Justin Lang (VP of Aerospace and Defense Equity Research)
Got it. That makes sense and helpful. Thanks. Adam, actually, just one for you back on the SDA award. Curious if you could speak a little bit more to the cash profile in particular and how that winds up against the revenue bell curve that you sketched out earlier. Thanks.
Adam Spice (CFO)
Yeah. Actually kind of interesting with these types of programs, because of the way that you do the accounting and the rev rec. Under ASC 606, you know, we model these things, so you always have to be in a positive cash position. When you kind of work out your milestones and how you're flowing out dollars to your subs and so forth, and spending money on the program internally, you always need to be in a position of positive cash in order to be able to recognize revenue along the way. This program is consistent with that. You know, we've gotten some questions as to whether or not the partial government shutdown has impacted our customer, in this case, ability to pay.

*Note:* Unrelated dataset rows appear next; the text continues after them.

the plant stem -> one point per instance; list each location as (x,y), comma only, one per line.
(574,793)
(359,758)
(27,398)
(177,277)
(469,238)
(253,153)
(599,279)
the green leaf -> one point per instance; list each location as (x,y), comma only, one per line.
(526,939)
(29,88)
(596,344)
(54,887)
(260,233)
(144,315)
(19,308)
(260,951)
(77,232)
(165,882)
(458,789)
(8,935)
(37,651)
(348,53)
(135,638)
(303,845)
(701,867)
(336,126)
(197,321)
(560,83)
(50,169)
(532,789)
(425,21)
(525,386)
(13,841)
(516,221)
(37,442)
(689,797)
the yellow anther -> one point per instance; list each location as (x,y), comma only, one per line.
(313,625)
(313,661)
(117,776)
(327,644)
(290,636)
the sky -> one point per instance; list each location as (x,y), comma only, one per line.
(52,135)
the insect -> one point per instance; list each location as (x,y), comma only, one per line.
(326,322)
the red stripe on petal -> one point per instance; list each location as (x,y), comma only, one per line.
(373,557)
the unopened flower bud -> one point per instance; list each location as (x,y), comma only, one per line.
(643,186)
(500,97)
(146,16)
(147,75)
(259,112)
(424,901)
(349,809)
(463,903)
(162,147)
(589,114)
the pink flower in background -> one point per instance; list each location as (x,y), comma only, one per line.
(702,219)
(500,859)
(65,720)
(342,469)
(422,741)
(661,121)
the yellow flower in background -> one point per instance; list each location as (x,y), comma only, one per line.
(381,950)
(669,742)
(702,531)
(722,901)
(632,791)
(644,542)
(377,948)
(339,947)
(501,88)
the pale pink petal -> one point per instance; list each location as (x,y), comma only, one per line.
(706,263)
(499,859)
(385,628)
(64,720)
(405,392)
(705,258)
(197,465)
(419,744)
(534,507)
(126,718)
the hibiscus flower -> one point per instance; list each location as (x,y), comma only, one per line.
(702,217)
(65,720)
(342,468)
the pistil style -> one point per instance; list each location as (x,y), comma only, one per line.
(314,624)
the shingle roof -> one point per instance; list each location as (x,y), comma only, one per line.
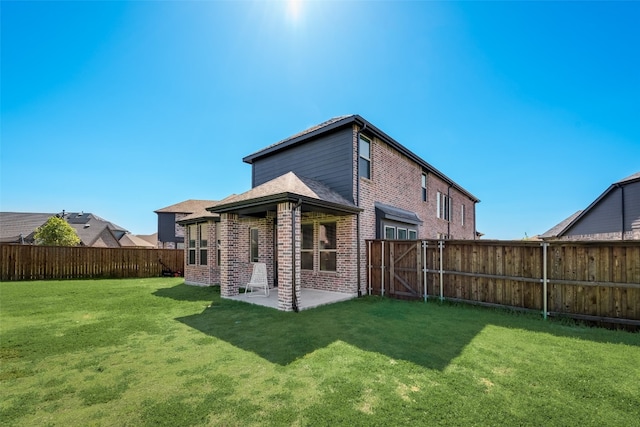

As they know, in fact, we had got a very large payment earlier this week from that customer. The money's still flowing, and, you know, everything seems to be green lights right now.
Justin Lang (VP of Aerospace and Defense Equity Research)
Okay. Thanks, both.
Operator (participant)
Thank you. There are no further questions at this time. This does conclude the program. You may now disconnect. Everyone, enjoy the rest of your day.